The Beachland Ballroom and Tavern
- Interactive map of The Beachland Ballroom and Tavern
- Address: 15711 Waterloo Rd. Cleveland, Ohio 44110
- Location: United States
- Owner: Cindy Barber and Mark Leddy
- Capacity: Ballroom: 500; Tavern: 148
- Type: Music Venue
- Event: Various

Construction
- Built: 1950
- Opened: March 2, 2000

Website
- beachlandballroom.com

= The Beachland Ballroom =

Music venue located in Cleveland, Ohio, US

The Beachland Ballroom and Tavern (The Beachland Ballroom or The Beachland) is a music venue located in the Collinwood neighborhood of Cleveland, Ohio, United States. It was founded by Cindy Barber and Mark Leddy.

==History==
Originally constructed in 1950 as the Croatian Liberty Home, a center for social and "patriotic actities". The ballroom and tavern areas were part of the initial structure, with the kitchen and back bar sections being added in 1976.
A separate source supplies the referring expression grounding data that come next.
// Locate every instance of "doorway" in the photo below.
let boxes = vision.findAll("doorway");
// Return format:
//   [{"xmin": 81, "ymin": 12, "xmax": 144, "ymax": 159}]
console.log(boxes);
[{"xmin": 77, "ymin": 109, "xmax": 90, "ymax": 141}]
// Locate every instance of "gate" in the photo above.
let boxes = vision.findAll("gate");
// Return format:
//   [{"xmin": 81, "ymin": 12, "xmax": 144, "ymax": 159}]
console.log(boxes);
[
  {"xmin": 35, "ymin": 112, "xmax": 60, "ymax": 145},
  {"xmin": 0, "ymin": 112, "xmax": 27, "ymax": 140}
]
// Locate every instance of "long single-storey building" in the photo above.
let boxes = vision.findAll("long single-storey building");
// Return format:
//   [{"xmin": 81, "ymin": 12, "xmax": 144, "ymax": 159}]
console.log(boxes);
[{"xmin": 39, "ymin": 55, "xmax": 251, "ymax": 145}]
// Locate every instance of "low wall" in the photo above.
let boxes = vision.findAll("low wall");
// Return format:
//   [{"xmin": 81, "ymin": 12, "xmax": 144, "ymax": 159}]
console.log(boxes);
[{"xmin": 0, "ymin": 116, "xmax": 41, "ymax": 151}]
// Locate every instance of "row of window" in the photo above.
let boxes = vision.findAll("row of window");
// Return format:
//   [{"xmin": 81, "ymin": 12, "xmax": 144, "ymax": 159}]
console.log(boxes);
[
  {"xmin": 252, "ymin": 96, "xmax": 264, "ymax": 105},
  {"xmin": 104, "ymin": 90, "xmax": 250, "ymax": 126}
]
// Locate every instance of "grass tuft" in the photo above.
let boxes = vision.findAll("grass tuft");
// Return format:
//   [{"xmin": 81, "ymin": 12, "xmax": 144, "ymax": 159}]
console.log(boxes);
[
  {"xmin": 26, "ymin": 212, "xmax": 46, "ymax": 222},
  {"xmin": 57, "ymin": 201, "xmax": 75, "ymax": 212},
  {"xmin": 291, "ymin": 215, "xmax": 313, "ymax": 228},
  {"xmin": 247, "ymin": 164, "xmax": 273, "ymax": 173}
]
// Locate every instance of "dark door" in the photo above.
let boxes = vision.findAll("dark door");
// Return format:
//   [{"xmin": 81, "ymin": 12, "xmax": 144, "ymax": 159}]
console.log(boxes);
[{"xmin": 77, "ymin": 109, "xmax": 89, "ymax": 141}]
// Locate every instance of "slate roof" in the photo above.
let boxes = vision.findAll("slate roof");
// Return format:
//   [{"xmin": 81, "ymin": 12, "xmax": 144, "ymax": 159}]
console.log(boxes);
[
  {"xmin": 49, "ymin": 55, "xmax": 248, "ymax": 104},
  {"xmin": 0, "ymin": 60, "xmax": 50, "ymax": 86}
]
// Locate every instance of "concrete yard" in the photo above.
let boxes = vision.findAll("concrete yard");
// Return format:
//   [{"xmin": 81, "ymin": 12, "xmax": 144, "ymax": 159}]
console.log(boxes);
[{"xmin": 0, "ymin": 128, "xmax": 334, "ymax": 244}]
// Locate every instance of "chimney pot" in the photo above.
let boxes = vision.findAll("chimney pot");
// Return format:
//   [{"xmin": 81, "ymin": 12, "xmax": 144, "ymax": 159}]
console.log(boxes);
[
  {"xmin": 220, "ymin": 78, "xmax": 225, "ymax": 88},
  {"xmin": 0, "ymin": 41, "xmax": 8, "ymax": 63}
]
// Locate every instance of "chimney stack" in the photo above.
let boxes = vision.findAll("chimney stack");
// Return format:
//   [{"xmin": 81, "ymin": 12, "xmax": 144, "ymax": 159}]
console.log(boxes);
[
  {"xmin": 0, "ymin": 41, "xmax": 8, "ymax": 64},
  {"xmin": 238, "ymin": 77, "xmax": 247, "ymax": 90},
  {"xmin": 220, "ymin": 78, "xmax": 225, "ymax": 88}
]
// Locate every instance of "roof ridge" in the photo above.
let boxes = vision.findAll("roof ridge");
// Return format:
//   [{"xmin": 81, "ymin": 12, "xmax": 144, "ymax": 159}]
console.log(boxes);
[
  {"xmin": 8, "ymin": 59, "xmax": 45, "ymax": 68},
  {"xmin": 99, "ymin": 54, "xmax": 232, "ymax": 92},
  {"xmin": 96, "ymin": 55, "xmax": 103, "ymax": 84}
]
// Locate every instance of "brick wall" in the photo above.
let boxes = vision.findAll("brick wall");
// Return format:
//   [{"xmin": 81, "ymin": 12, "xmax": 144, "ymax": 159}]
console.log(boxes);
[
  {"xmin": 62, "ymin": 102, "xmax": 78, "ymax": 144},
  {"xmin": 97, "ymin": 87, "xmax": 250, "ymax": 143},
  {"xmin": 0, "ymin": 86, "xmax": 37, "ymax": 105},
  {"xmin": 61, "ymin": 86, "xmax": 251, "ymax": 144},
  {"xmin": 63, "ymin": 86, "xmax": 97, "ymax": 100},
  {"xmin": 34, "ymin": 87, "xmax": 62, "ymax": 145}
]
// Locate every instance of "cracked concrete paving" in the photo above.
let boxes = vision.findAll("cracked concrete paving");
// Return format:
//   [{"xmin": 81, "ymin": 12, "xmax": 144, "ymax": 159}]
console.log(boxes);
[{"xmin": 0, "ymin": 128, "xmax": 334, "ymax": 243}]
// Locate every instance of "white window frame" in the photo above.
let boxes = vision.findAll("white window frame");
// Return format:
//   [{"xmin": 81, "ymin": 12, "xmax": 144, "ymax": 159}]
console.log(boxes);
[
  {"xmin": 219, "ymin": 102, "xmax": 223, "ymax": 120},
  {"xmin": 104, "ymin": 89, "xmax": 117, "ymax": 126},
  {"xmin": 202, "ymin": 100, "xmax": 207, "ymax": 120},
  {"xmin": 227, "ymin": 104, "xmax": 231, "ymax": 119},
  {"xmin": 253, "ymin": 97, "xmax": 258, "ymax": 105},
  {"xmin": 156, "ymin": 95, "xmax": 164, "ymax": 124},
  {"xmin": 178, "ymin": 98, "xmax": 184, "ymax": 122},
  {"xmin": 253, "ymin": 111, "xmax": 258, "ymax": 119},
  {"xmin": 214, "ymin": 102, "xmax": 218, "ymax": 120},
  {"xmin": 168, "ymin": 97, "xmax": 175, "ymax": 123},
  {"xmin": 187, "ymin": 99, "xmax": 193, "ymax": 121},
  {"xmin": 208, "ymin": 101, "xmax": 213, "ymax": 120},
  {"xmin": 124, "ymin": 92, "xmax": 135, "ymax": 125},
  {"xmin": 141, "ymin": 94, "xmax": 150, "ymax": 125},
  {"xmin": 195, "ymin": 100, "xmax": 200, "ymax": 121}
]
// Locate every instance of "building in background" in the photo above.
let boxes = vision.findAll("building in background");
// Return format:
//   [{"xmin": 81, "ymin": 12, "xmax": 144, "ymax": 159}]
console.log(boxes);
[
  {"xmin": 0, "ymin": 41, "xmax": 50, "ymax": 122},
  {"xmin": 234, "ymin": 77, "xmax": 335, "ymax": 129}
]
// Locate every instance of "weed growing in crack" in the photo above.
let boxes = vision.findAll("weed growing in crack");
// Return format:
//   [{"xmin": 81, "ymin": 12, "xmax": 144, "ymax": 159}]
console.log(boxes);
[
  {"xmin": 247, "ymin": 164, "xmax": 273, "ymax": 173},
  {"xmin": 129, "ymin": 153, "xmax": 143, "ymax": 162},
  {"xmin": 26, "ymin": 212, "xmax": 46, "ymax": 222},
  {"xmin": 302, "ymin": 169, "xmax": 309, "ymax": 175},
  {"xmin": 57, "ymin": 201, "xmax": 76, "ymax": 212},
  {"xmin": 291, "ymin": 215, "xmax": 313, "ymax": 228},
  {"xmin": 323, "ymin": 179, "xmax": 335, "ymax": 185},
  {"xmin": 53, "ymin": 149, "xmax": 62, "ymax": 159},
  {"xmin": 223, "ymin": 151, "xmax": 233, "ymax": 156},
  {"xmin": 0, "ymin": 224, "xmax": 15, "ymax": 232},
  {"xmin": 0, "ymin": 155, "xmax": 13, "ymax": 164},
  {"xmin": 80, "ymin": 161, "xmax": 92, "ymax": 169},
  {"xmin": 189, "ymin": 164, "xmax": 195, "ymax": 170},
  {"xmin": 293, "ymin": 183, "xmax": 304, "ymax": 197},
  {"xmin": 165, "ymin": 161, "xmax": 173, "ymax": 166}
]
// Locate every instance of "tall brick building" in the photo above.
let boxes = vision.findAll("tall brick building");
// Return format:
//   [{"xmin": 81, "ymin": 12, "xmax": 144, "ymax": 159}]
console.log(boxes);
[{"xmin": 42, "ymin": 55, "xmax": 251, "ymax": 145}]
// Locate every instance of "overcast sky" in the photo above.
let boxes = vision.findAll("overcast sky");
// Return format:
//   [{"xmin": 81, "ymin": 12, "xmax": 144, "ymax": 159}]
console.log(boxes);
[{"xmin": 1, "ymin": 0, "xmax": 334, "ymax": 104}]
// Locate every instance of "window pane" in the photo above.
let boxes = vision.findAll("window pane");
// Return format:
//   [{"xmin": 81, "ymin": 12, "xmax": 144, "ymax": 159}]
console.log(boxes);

Euclid Beach Park, a well-known amusement park that operated between 1894 and 1969, was located at the north end of E. 156th Street, less than a half mile north of the building. The term "Beachland" became slang for the North Collinwood neighborhood around the time, and the venue was named as an homage to the era. Nods to "Beachland" remain in various businesses throughout the area, but little of the former Euclid Beach Park still exists.